Now former world No. 1 Lee Westwood is hoping to craft the next generation of courses, utilizing his vast experience on the Tour to follow in the footsteps of golfers-turned-architects like Nick Faldo, Tiger Woods and Jack Nicklaus.
"I'd love to do course design," Westwood told CNN Living Golf. "When my playing career is finished it'll be a great avenue to go down.
"I've played basically everywhere in my career -- from links golf courses in Scotland and Ireland, to playing on the sand belt in Melbourne. I would try and use that and bring that into my course design."
Westwood, host of this year's British Masters, provided a player's perspective in the redesign of Close House Golf Club in Newcastle, England.
"There's a lot that goes into a golf course that just don't have any idea about, but I know what I like to see," said Westwood.
"It's much easier to do tweaks than lay one down and get it right straight away, so I've got a lot of respect for the great golf course architects."
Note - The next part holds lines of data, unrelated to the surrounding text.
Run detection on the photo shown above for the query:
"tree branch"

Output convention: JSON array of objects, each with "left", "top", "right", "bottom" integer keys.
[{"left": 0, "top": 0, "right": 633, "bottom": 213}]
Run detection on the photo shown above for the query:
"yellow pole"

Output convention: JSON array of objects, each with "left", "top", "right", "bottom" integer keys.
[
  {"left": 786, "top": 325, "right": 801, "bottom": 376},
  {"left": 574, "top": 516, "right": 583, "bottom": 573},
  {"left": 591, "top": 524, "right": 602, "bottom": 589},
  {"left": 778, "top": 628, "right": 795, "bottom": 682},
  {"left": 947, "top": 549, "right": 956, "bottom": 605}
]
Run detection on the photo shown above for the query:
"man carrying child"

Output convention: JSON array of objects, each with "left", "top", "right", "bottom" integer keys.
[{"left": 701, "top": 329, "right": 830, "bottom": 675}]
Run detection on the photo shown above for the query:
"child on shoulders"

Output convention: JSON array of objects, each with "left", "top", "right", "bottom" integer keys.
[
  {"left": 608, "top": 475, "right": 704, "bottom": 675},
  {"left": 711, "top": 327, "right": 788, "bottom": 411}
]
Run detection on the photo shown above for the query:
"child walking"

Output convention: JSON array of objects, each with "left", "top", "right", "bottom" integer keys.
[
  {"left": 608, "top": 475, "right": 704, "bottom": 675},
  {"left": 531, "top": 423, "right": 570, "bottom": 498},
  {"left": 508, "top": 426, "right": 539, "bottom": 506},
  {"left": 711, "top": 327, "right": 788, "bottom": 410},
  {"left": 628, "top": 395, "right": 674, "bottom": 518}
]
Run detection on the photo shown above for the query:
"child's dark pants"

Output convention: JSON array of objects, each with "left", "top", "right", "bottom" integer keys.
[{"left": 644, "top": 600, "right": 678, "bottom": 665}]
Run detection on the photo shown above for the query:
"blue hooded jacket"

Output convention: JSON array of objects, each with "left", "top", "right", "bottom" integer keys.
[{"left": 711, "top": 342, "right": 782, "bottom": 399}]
"He's brought a really strong, objective eye to the golf course," says original designer Scott Macpherson. "We've been able to talk about strategy, bunker placement and tee locations. That's helped get the course to where it is today."
With the experience of playing over 500 European Tour events, Westwood has plenty of inspiration for what his own ideal course could look like in the future.
"I think I've got a pretty good eye for it," says the 40-year-old. "I like a golf course to be tough when it needs to be, but I also like it to be playable.
"You don't want to go out there and get beaten up on greens that are massively undulating, or on 500-yard par fours and 300-yard par threes. People want to come along and feel like they've achieved something.
"I'm not a great believer in loads of trouble. Courses are getting so tough that it takes forever to get around them. The game of golf need to be much more playable and faster.
"I want 28 handicappers to be able to go out there and be able to make a few pars. At the end of the day it's a form of entertainment."